Maar is een ziener(es) ooit vrij van de tijdgeest waarin hij of zij optreedt? Terecht heeft Hildegard geschreven, dat elke profeet als het ware de 'schaduw' zichtbaar maakt van wat komen gaat. Zij heeft de onheilspellende schaduw laten zien van een christenheid, die het 'Oude Verbond' ingelijfd heeft in een christelijk bolwerk. Zij heeft laten zien, dat wanorde de schepping op een rampzalige wijze verstoort; daarvan is de 'schaduwzijde' nu duidelijker zichtbaar dan toen.

De bijzondere wijze waarop Hildegard 'oude' geloofsopvattingen in een nieuw licht geplaatst heeft, haar 'vrouwelijke' presentatie ervan, kan hedendaagse theologen ertoe brengen, zich te gaan verdiepen in de theologie van deze verlichte vrouw.
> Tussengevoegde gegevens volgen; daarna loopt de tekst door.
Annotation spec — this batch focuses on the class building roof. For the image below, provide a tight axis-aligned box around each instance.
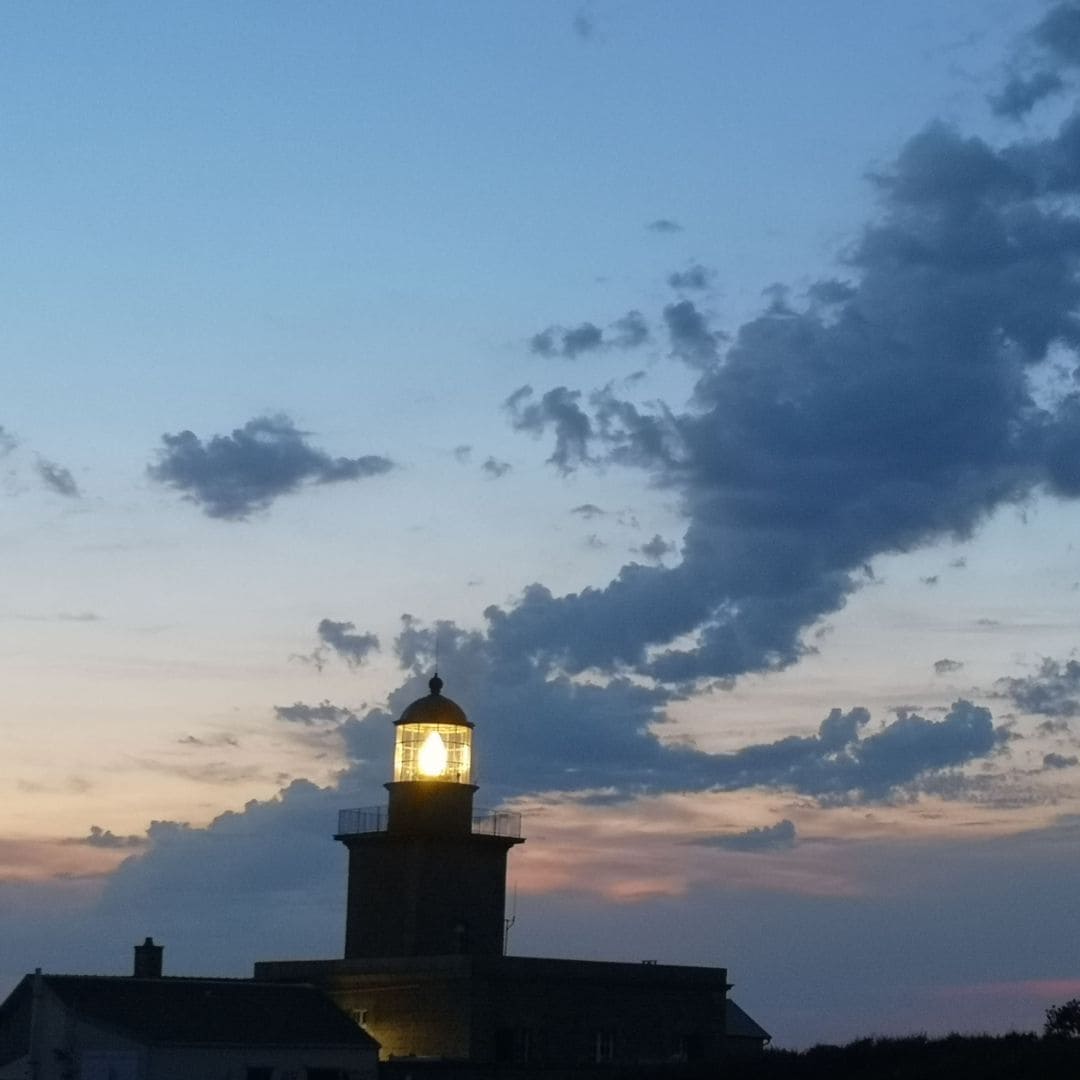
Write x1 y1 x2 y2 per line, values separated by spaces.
36 976 379 1050
726 998 771 1042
Haar invulling van de 'zevende dag' geeft stof tot nadere overdenking. God de Vader heeft het scheppingswerk op de 'zevende dag' in beheer gegeven aan de mensen. De Zoon heeft op die 'dag' de geschonden mensheid in ere hersteld.
Dit geeft een visie op het rentmeesterschap van de mens, die een uitdaging inhoudt. Wanneer de mensen, ondanks het voorbeeld van de Mensenzoon, doorgaan met schofferen van hun medeschepselen, zal de Schepper dan ingrijpen? Met Hildegard komt men niet tot passieve vroomheid. Er is geen 'goede God', die telkens weer herstelt wat de mensen kapot maken. Er is wel een 'Vader in de hemel', die zijn boetvaardige kinderen aanvaardt. Er is een Mensenzoon, die in de hemel de barmhartigheid vertegenwoordigt en pleit voor zijn 'familie', de mensheid. Er is een Heilige Geest, die bemoedigt wie gerechtigheid doet aan weerlozen.